Saturday, 22 October 2016

Five to Five Thousand Challenge - Ian Dingwall

This week's Five to Five Thousand Challenge is taken by Ian Dingwall. He's the senior writer for Elite: Dangerous (the game I work on as my day job) and looks after the GalNet news site for the game. He's also working on that elusive first novel! You can find out more about Elite: Dangerous here: www.elitedangerous.com


In Five Years

I think climate change will become an even more pertinent issue, but whether this will spur on efforts to find a solution is another matter. As the issue becomes harder to ignore, the challenge will not be convincing world powers to take action, but finding a way to act together, as a global society, to tackle the issue.

It seems safe to assume that technology will remain a central part of our lives, but I can’t help but wonder if a proportion of people might start to spurn technology, if only to set themselves apart socially.

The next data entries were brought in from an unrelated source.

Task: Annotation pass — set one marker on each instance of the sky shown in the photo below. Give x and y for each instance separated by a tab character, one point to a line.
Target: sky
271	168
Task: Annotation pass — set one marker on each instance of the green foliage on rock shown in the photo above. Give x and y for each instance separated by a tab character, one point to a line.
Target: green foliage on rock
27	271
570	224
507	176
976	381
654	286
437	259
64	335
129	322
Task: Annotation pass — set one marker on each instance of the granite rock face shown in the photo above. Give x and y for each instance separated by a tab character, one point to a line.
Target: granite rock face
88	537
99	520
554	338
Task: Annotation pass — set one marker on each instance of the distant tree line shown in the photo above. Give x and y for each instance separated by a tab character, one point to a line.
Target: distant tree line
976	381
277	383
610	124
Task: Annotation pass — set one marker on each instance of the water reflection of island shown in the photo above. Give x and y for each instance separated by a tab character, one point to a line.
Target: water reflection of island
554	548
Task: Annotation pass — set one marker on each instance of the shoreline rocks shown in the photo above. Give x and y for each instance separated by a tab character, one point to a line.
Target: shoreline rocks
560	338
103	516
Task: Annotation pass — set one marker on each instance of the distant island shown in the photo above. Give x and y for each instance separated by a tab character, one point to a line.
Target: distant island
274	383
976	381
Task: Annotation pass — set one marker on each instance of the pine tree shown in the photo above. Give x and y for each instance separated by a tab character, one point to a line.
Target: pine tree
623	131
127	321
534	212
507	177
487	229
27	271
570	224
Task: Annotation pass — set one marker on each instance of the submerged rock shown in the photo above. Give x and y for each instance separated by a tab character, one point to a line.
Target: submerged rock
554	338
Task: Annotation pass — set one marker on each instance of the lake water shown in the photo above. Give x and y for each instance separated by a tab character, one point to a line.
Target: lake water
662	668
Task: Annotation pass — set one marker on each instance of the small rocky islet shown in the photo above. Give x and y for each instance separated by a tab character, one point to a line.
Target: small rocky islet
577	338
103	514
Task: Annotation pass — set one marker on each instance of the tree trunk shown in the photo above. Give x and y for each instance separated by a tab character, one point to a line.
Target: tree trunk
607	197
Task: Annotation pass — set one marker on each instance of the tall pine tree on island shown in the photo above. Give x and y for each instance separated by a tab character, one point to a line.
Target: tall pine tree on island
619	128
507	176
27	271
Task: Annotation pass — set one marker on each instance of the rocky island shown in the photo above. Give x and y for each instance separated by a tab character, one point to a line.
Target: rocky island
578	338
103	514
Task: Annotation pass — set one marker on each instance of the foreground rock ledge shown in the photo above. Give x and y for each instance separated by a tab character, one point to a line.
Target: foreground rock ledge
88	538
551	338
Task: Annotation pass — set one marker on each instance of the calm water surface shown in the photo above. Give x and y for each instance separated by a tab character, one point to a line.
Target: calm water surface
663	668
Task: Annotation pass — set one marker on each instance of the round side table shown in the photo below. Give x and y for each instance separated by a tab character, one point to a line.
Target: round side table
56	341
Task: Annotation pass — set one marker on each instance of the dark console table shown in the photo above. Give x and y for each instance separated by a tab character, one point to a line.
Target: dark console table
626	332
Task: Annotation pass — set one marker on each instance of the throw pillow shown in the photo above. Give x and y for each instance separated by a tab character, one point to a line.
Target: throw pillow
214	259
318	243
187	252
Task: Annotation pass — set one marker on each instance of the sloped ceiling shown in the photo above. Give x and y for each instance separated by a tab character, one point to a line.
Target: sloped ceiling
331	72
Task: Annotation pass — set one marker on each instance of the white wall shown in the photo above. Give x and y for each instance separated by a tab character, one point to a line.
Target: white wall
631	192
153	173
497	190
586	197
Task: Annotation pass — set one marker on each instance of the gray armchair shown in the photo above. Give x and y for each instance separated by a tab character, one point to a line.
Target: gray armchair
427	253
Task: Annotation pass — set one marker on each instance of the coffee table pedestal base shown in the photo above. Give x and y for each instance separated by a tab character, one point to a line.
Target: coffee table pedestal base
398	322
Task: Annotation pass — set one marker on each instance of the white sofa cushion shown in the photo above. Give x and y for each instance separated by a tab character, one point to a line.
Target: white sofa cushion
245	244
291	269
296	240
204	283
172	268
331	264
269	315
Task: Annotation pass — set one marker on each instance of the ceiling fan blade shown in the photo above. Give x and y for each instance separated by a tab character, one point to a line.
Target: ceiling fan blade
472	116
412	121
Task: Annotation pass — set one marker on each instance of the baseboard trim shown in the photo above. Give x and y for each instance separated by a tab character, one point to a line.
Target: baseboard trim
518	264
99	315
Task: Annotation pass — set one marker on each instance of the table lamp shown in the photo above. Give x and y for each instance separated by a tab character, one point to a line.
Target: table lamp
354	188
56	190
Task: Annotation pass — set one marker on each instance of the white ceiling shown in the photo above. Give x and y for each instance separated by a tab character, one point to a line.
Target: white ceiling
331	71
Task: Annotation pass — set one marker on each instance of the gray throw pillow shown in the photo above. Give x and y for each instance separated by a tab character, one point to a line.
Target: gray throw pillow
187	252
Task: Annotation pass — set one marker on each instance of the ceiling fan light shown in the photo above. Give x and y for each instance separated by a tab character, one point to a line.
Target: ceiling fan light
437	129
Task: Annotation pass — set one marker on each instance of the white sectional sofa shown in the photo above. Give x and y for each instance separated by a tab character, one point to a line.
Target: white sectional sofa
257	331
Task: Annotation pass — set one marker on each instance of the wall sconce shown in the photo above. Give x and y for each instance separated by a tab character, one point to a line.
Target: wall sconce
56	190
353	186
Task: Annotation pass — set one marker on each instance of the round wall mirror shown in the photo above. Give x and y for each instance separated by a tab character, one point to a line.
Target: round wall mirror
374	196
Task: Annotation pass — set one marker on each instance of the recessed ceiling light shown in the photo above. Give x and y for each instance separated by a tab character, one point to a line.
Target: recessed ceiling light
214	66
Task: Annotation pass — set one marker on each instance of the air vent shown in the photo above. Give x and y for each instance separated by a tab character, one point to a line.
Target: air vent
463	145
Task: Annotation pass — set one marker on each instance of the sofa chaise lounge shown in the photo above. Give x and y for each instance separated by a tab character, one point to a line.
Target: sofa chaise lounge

Many current trends will continue into the near future, I suspect, including the continued rise of monopolistic conglomerates and the technological facilitation of everyday activities and transactions (like using your debit card to swipe through the Tube, for example); the little things that are slowly transforming the world around us.

In Fifty Years

I imagine by this point we’ll have reached a critical juncture with regard to the environment. Assuming a scenario in which climate change is more severe than at present, there will presumably be some advocating off-world colonisation. Whether or not such ideas are perceived as viable will depend to an extent on how much funding has been channelled into space exploration in the intervening years. Meanwhile, global overpopulation will continue to be a significant issue. Resources will dwindle and disease will almost certainly become more prevalent, not least due to the emergence of new antibiotic-resistant bacteria.

On a more positive note, I think electric cars will almost certainly have become commonplace, and perhaps even self-driven cars. Personally, I’d love to see a transport system like the one depicted in Minority Report – reliable, safe, and environmentally sound.

Generally speaking, we have a compulsion to move away from the values and conventions of our forebears. The self-centric values of the 1980s were in some respects a reaction to the utopian idealism of the 1960s and 1970s, so in societal terms I think we’ll see the emergence of a more reflective and less superficial culture in the next fifty years.

In five hundred years

When it comes to the far future, it’s tempting to imagine that the issues facing the present will have been overcome. If I’m optimistic about the future, it’s an optimism born of pragmatism – after all, the challenges facing us in the present are so significant, in five hundred years humanity will surely either have overcome them or perished.

I think in the next 500 years it could become possible to transfer a human consciousness into a computer, giving rise to an age of transhumanism. Naturally, such a development would have a transformative effect on civilisation. Would we embrace such a future, or would we find the reality of a non-biological existence abhorrent?

The development of artificial intelligence, which could also feasibly take place within the next 500 years, would be no less transformative, and raise just as many social and ethical questions. Personally, I lean towards the optimistic and assume that an artificial intelligence of our own creation wouldn’t perceive us as an enemy...although that’s not to suggest it would regard us benevolently, either.

In five thousand years

Since we’re now firmly in crystal ball territory, I’ll be a little less reserved in my predictions.

In five thousand years I think we could be sharing our solar system with a second, non-biological society – one that emerged from our experiments with artificial intelligence. Or perhaps this society, unhindered by biological constraints, will have set off into space, leaving us behind. Alternatively, biological life might have died out entirely – the result of either a cosmic catastrophe or a disaster of our own making. Our species might exist only in a transhuman state, in which case we too would be free to set off into space.

I think we’ll be less enthusiastic about space colonisation than we might currently imagine. Human beings will always need a connection to the natural world, I suspect – to see a blue sky overhead and feel the rain on their cheeks – and may baulk at the idea of living in space stations and off-world outposts.

But perhaps I’m simply being unimaginative. Perhaps terraforming will have become a reality, and we’ll be able to walk through fields of verdant grass on Mars. Only time will tell.